In a cynical attempt to calm the Egyptian population about recent price hikes, President Abdel Fattah Al-Sisi has suggested that Egyptians eat leaves from trees just as the Prophet (peace be upon him) did.
#السيسي يقول إنه لا يقلق من أن يقول أحد إن كيلو البامية بـ100 جنيه لأن المصريين واعون مضيفًا إن "الصحابة حوصروا مع الرسول في شعاب مكة 3 سنوات حتى أكلوا ورق الشجر ولم يطلبوا من الرسول الأكل أو أن تتفجر الأرض من تحتهم" pic.twitter.com/MUupwHXaMr
— الجزيرة مصر (@AJA_Egypt) May 21, 2022
“Sisi says that he is not worried that someone will say that a kilo of okra costs 100 Egyptian pounds because Egyptians are aware that “the Companions of the Prophet [pbuh] were trapped with the Messenger in the outskirts of Makkah for 3 years until they ate leaves. They did not ask the Messenger for food or for the earth to explode from beneath them [with riches].”

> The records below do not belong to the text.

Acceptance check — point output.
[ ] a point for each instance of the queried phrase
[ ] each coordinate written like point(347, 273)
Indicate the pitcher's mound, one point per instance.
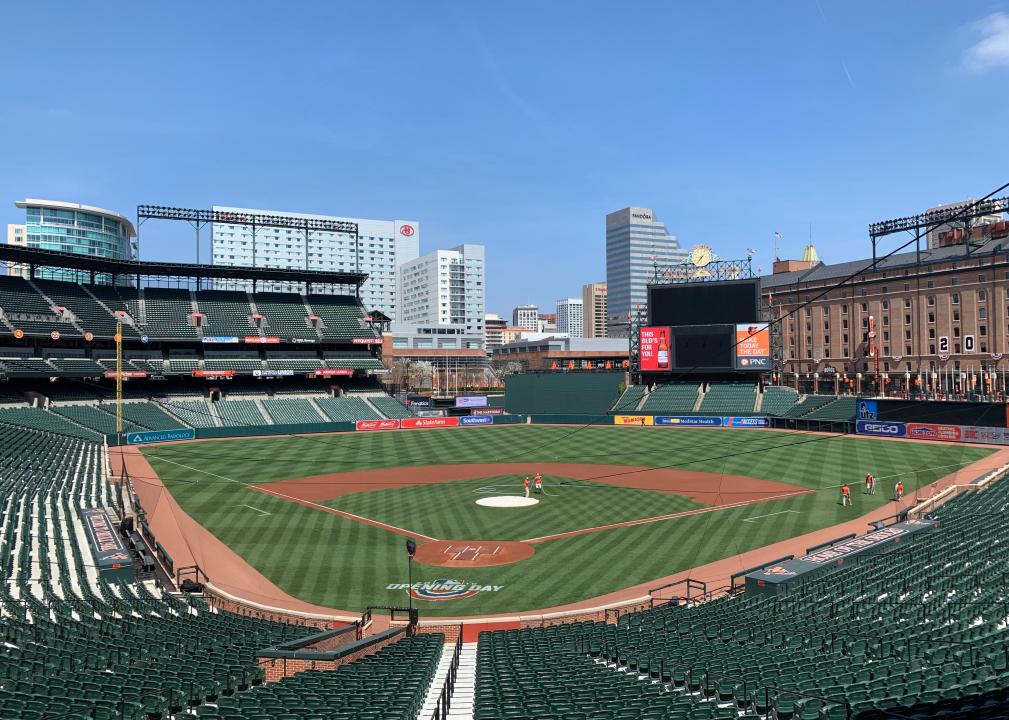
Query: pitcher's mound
point(507, 501)
point(472, 554)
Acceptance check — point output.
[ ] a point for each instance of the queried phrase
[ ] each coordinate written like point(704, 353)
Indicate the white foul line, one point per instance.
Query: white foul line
point(261, 512)
point(779, 512)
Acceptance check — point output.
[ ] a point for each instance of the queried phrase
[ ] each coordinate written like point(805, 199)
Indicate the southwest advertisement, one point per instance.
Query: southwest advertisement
point(655, 350)
point(753, 347)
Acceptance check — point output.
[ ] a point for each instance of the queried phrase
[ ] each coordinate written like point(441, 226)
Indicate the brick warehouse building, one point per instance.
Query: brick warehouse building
point(938, 311)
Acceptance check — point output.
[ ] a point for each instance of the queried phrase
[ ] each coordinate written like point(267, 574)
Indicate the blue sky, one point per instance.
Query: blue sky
point(518, 125)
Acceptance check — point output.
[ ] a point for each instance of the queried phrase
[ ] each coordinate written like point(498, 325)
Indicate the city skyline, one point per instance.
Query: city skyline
point(837, 101)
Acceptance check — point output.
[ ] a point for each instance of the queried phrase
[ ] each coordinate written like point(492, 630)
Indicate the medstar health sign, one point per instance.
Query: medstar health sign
point(444, 589)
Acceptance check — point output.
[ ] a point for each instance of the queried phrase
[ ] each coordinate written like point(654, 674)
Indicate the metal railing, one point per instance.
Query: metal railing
point(448, 689)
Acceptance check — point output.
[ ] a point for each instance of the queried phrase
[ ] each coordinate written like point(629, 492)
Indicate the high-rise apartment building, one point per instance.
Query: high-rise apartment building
point(526, 316)
point(593, 301)
point(637, 241)
point(16, 236)
point(443, 293)
point(72, 227)
point(379, 248)
point(569, 317)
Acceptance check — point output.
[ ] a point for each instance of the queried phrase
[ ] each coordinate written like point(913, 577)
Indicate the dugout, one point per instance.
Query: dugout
point(591, 393)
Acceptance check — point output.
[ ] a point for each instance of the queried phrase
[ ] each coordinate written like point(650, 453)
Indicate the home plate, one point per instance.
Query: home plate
point(507, 501)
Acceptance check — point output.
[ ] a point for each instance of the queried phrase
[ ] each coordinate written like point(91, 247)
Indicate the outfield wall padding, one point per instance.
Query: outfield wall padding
point(983, 414)
point(562, 392)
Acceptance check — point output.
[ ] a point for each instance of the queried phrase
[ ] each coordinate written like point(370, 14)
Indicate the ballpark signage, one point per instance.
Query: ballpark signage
point(160, 436)
point(881, 429)
point(688, 421)
point(753, 346)
point(444, 589)
point(654, 349)
point(377, 425)
point(928, 431)
point(415, 423)
point(746, 422)
point(633, 420)
point(110, 553)
point(471, 401)
point(476, 420)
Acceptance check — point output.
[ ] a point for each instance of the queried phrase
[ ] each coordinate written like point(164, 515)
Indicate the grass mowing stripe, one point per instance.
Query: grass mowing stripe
point(357, 562)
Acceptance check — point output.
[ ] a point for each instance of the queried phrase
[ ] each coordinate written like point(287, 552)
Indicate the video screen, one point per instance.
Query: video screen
point(704, 303)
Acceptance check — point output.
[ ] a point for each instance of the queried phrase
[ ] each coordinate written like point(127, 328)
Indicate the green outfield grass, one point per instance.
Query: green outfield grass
point(339, 563)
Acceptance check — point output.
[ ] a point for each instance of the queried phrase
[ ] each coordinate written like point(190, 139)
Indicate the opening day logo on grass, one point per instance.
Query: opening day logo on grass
point(444, 589)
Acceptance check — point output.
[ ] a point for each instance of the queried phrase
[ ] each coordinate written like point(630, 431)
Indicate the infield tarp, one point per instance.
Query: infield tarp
point(774, 579)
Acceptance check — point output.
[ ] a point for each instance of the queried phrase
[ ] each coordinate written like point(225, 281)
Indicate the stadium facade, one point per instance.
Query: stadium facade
point(380, 247)
point(637, 241)
point(943, 309)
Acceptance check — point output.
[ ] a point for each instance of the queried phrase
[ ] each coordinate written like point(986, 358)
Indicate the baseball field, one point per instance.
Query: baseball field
point(326, 517)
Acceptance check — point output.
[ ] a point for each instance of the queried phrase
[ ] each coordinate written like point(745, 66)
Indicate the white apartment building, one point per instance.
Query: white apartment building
point(380, 247)
point(570, 317)
point(526, 316)
point(442, 293)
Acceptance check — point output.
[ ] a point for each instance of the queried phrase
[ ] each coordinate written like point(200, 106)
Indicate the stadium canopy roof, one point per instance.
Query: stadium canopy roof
point(51, 258)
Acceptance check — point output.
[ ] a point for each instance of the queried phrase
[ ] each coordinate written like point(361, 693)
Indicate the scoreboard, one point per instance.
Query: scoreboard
point(704, 327)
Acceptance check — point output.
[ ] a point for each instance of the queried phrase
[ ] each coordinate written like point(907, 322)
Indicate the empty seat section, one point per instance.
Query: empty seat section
point(240, 412)
point(285, 316)
point(672, 398)
point(346, 409)
point(389, 406)
point(166, 313)
point(226, 314)
point(729, 398)
point(292, 409)
point(778, 400)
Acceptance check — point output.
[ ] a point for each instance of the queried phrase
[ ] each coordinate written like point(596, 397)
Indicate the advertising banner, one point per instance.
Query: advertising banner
point(753, 346)
point(160, 436)
point(688, 421)
point(415, 423)
point(868, 409)
point(104, 540)
point(654, 349)
point(633, 420)
point(929, 431)
point(993, 436)
point(126, 373)
point(213, 373)
point(880, 429)
point(377, 425)
point(488, 411)
point(746, 422)
point(471, 401)
point(476, 420)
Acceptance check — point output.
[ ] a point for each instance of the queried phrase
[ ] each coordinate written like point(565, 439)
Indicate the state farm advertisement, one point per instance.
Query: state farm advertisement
point(377, 425)
point(415, 423)
point(654, 349)
point(927, 431)
point(753, 346)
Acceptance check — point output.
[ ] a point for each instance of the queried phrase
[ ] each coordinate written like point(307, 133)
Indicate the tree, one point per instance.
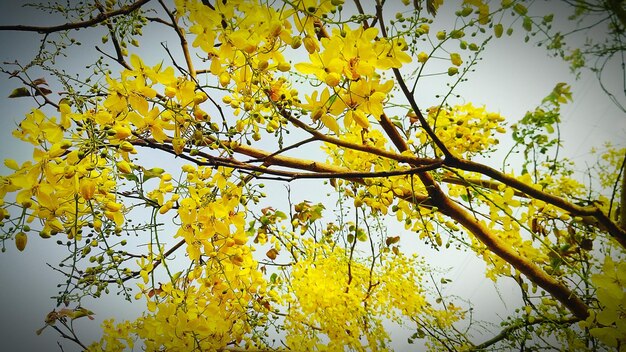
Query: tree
point(250, 88)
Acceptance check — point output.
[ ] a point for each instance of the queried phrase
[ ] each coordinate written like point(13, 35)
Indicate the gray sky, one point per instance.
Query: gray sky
point(512, 78)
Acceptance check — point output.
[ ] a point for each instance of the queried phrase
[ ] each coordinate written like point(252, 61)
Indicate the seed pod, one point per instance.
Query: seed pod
point(20, 241)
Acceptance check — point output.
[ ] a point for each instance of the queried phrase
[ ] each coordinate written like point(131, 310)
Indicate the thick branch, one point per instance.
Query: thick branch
point(77, 25)
point(605, 222)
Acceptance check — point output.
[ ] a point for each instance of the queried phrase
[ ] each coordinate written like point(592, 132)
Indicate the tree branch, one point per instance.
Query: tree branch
point(77, 25)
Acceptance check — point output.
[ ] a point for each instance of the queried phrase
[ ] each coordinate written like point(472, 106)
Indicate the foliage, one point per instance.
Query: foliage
point(250, 88)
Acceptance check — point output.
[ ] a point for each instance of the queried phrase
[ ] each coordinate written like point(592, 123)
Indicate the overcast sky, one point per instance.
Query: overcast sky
point(512, 78)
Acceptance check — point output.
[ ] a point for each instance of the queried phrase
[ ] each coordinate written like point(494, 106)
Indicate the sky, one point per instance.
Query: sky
point(511, 79)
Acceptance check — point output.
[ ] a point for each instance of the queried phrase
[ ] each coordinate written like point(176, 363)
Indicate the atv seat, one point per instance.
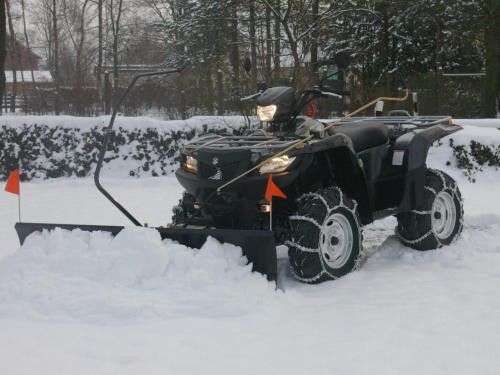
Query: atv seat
point(364, 136)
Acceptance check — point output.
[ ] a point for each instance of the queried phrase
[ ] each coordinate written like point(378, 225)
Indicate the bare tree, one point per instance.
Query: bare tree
point(3, 51)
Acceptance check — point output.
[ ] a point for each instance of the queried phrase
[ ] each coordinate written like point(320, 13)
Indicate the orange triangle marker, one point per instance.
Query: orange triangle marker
point(13, 184)
point(272, 190)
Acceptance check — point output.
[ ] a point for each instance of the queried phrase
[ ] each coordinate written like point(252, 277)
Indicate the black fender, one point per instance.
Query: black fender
point(345, 168)
point(410, 153)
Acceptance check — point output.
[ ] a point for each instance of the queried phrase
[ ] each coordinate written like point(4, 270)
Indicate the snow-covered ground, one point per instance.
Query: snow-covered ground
point(78, 303)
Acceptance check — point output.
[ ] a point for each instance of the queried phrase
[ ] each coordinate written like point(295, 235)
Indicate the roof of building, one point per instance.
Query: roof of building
point(40, 76)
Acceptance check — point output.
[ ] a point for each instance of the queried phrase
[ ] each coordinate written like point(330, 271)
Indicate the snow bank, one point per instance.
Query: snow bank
point(94, 277)
point(198, 123)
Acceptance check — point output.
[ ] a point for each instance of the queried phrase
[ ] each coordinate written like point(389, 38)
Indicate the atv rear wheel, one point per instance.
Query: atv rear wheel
point(439, 220)
point(325, 237)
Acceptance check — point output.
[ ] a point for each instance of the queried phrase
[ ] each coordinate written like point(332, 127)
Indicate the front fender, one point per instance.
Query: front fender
point(415, 144)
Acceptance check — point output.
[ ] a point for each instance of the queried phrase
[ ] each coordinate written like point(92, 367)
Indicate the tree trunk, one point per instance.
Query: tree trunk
point(253, 44)
point(3, 51)
point(13, 57)
point(277, 40)
point(116, 33)
point(27, 43)
point(235, 53)
point(99, 71)
point(269, 45)
point(314, 38)
point(56, 55)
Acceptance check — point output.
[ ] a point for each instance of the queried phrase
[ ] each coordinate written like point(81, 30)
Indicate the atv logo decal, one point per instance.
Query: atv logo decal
point(218, 173)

The tweet refers to the siege against the Muslim by Quraish, it ended with the Prophet’s first wife Khadijah dying and them losing all their wealth. That year is known as the Year of Sorrow and was the worst in the Prophet (pbuh)’s life.
Al-Sisi went on to say that during this time Muslims didn’t complain, suggesting that Egyptians should be patient and not demand immediate solutions.
In March Egypt turned to the IMF for the third time in six years to apply for a loan as the country grapples with corruption, the global coronavirus pandemic and now the Russian war on Ukraine.
Analysts have predicted that a further rise in fuel and food prices are likely to stoke civil unrest in Egypt where a third of the population live below the poverty line.
Al-Sisi has made a string of outrageous comments over the years which his critics say is to deflect responsibility for his mishandling of the economy and spending money on vanity projects like the new capital instead of building a welfare state.
In 2017 Al-Sisi was mocked online for asking citizens to donate their spare change to charitable projects.
He has also asked Egyptians to lose weight to save money after the price of fruit and vegetables skyrocketed after the government’s economic reforms slashed food subsidies.
A member of the Egyptian security services Mohamed Mansour said it was “rude” to complain about rising prices and food shortages and asked Egyptians to “sacrifice their dinner” for the sake of the country.
In 2019 the president asked Egyptians to work 12 hour days to increase economic output.